In January 2000, Garry and his two children traveled to Spain, more specifically to the Costa del Sol, where the murderer forged a new life under a false identity. He was renamed Ralph Kirque. Two months later, Sharon’s body was found: she had fractures to her face and skull and, in particular, a depressed fracture to the back of her head.

From then on, Garry became the main suspect in a murder case, and even more so when he did not travel for his late wife’s funeral. In addition, Scotland Yard was accumulating different evidence. The key was the positioning of his cell phone, which placed him at the place and time the body was dumped. Likewise, investigators also discovered another revealing fact: Garry had two accomplices, his eldest son Gareth and his lover Paula.

In the summer of 2004, the National Police arrested Garry in Fuengirola for killing his wife and transferred him to Madrid to await his extradition. The victim’s father was dismayed to learn of the arrest of his son-in-law and revealed that, in the last three years, he had barely heard from him or his grandchildren.

In May 2005, an Old Bailey court began the trial of Garry Malone for the murder of Sharon Malone. During the hearing, her husband’s debts, her extramarital relationship and how her eldest son and her lover helped him cover his tracks to hide the crime came to light.

Gareth helped clean the couple’s home in Potters Bar and remove blood-soaked wallpaper, which had been torn from the bedroom wall. As for Paula, the woman was accused of giving Garry a false alibi. Neither of them was ultimately convicted.

Judge Stephen Kramer found the defendant guilty of murder and sentenced him to life in prison, having to serve a minimum of 17 years in prison.
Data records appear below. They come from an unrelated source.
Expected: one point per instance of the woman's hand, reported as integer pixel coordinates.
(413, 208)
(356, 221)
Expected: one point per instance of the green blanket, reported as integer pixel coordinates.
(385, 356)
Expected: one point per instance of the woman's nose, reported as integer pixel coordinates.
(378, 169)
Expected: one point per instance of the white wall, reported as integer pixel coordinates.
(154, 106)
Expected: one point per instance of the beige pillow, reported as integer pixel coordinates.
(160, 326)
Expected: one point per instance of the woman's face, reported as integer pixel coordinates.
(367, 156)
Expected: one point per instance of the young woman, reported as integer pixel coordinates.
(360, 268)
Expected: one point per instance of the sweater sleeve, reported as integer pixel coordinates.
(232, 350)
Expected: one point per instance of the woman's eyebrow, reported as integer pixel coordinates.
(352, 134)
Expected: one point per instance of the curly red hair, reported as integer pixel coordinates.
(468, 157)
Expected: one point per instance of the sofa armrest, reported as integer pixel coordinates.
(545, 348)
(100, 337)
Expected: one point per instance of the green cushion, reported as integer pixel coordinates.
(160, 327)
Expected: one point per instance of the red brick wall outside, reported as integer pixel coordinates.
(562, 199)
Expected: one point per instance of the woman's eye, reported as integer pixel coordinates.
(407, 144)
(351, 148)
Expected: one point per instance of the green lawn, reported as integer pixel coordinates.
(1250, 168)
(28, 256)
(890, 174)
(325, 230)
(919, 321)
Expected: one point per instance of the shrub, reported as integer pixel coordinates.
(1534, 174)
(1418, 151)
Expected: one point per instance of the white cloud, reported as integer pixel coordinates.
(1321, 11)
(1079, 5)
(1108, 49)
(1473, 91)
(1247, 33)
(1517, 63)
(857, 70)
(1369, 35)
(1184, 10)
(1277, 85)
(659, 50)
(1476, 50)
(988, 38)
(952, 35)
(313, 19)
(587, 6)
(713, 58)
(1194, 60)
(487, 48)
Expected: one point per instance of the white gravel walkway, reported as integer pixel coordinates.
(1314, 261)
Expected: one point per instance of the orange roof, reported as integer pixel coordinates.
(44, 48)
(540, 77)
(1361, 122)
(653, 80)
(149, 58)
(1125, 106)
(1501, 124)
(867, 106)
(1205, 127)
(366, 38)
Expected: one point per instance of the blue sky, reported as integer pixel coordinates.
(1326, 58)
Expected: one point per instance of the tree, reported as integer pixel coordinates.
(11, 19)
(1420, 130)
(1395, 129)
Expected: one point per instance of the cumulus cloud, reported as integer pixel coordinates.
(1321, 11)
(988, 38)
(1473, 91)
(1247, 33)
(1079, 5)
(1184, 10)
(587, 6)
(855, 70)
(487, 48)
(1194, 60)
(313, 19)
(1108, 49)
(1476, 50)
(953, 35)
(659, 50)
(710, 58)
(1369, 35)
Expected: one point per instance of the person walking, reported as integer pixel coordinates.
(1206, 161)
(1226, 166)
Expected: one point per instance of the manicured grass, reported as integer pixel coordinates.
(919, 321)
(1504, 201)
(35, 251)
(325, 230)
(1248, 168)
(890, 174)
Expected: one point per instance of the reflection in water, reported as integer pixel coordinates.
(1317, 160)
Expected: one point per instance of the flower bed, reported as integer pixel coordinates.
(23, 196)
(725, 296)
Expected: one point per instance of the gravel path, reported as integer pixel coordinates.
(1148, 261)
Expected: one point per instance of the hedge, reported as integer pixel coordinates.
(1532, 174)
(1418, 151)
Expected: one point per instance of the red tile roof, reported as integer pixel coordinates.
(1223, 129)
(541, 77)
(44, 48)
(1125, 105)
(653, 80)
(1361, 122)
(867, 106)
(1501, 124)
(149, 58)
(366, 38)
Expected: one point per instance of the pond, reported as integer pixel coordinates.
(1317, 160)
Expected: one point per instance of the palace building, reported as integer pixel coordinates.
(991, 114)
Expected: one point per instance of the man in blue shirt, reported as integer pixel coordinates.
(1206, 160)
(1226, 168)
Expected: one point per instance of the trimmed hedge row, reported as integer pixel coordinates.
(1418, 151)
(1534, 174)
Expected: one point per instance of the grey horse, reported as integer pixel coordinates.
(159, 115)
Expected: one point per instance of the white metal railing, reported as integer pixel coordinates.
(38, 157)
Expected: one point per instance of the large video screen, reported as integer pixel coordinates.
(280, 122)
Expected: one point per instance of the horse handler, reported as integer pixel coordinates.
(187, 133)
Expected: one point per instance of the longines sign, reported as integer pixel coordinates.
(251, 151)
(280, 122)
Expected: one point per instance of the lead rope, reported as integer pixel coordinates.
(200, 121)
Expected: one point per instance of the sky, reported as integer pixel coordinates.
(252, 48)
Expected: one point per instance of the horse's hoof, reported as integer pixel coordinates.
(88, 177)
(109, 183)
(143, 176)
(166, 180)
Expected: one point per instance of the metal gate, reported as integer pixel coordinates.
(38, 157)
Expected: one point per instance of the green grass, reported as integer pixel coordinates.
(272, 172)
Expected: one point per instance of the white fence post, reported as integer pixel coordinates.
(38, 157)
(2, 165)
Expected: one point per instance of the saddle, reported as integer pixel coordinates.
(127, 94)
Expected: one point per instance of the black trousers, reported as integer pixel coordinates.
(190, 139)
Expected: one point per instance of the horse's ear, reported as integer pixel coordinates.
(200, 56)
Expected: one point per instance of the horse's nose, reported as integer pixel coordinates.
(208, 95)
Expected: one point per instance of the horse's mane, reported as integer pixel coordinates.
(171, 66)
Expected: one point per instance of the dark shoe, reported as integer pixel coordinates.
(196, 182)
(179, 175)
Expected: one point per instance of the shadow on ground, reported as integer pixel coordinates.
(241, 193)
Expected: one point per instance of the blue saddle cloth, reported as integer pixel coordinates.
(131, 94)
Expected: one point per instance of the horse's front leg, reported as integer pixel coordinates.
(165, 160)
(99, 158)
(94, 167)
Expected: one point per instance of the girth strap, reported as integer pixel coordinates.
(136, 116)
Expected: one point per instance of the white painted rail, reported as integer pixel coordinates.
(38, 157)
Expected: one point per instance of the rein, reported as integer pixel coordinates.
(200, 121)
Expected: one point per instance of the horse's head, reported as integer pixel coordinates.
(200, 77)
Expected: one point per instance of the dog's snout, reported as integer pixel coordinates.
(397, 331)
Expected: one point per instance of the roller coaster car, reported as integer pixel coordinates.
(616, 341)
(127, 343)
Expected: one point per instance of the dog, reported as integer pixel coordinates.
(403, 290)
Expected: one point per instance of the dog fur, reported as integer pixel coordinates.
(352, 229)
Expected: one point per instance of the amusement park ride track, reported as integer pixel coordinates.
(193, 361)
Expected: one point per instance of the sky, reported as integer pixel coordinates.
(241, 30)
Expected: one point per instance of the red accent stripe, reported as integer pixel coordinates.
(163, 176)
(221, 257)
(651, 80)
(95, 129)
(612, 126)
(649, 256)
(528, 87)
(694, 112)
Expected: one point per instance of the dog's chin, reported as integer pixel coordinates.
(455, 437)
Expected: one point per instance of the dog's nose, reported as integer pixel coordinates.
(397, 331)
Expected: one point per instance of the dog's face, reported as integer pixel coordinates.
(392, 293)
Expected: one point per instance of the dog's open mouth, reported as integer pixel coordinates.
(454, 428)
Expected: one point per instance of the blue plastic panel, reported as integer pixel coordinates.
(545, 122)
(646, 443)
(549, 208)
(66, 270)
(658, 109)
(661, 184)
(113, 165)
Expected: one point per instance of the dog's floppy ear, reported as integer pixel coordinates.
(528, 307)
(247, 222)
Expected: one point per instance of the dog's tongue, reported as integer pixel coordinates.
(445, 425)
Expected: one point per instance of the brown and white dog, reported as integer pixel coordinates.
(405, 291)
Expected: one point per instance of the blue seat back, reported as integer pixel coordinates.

During the reading of the verdict, the magistrate addressed the murderer with the following words: “You are a manipulative, calculating and lying man. He has shown no remorse for what he has done. Only you will really know what happened on the night of November 28, but you have decided not to say anything.”

Sharon’s father celebrated the court ruling and saw the life sentence as the best way to turn the page: “Garry got what he deserved and I don’t think the judge could have done more than he did. I think he has summed up very well what Garry was. It’s a relief that he’s done and isn’t here anymore. He has lost his freedom and his life. “Now we can move forward.”

Of course, Sharon’s brother, Andrew, couldn’t help but feel afraid. “My biggest fear is that she will escape and appear at our door,” he told the press once the trial was over.